Opties voor het opladen van voertuigen
Hoewel de pijlen meestal gericht zijn op elektrische laadpalen, zijn er andere mogelijke oplossingen waaraan gedacht kan worden voor het opladen van voertuigen. Een van deze opties is dynamisch laden, oftewel opladen terwijl mensen aan het rijden zijn, c.q. een voertuig gebruiken. Om zich op dit toekomstscenario voor te bereiden, heeft Rijkswaterstaat (RWS) twee onderzoeksbureaus ingeschakeld om onderzoek naar dynamisch laden te verrichten. Consultants van de twee bureaus, EVConsult en Movares, werden gevraagd een analyse op te stellen die inzicht geeft in de ontwikkelingen ten aanzien van inductieladen met inductielussen in de weg of door middel van een kabel boven de weg voor het gebruik van een pantograaf. Ook is hen verzocht om de impact van dynamisch rijden op het huidige netwerk van Rijkswaterstaat onder de loep te nemen.

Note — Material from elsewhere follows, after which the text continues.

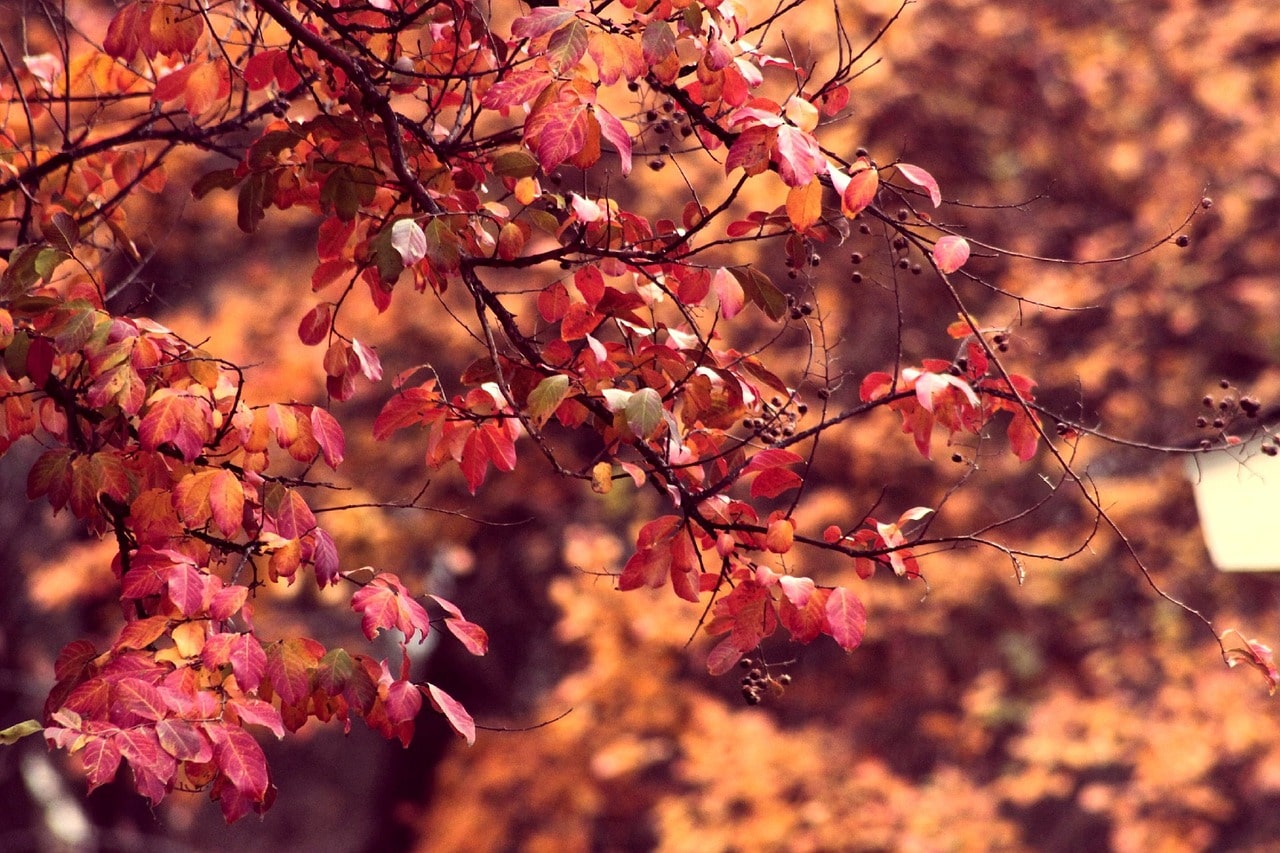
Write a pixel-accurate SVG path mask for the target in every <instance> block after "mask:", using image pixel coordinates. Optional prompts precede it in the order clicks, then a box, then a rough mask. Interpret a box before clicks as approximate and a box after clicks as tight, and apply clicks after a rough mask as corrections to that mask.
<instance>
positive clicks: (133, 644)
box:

Het onderzoek start met het evalueren van de technische methoden waarmee dynamisch laden gerealiseerd kan worden. Drie technieken worden naar voren geschoven als serieuze opties: inductielussen in de weg, een stroomkabel boven de weg (zoals trollybussen) of een sleepcontact in de weg.
Inductie
Bij de aanpak via inductie wordt de energie draadloos overgedragen aan het voertuig. Spoelen zetten hierbij elektriciteit om in een magneetveld en dit magneetveld wordt in het voertuig met behulp van spoelen weer omgezet in elektriciteit. Dit principe wordt ook toegepast in elektrische tandenborstels of bij elektrisch koken. Een voordeel van inductief laden is de toepasbaarheid voor zowel vrachtwagens en bussen, als voor personenvoertuigen. Een nadeel is dat de spoelen onder het wegdek aangebracht moeten worden en er onder meer aandacht geschonken moet worden aan veiligheids- en gezondheidsaspecten gerelateerd aan de invloed van de geproduceerde elektromagnetische velden (EMC), ook tijdens calamiteiten of uitzonderlijke situaties.
Via een bovenleiding
Dynamisch opladen via een pantograaf op een bovenleiding is in de basis gelijk aan het principe van tractievoeding toegepast op treinen. Uit (energie)technisch perspectief is dit één van de meest optimale oplossingen, aangezien de verliezen bij energie-overdracht laag zijn (overdrachtsrendement >97%) en het basisprincipe al decennia wordt toegepast in het railtransport. De nadelen betreffen in eerste instantie de ruimtelijke inpassing. Met name de bovenleiding in combinatie met bovenweegse kruisingen vereisen extra aandacht. Daarnaast moet de draagconstructie aanvullend beschermd worden tegen aanrijdingen.
Sleepcontact
Het sleepcontact is vergelijkbaar met de pantograaftractievoeding, maar het contact bevindt zich nu in het wegdek. Ook bij het sleepcontact zijn de overdrachtsverliezen zeer beperkt (overdrachtsrendement >97%). Het principe wordt in enkele steden in Europa toegepast voor trams. Een nadeel van het sleepcontact is de verhoogde gevoeligheid voor weersomstandigheden en vervuiling of aantasting van het contactoppervlak door bijvoorbeeld pekel. Daarnaast geldt ook voor het sleepcontact dat de tractievoorzieningen in het wegdek aangebracht moeten worden. Het sleepcontact kan toegepast worden voor zowel vrachtwagens en bussen, als voor personenvoertuigen.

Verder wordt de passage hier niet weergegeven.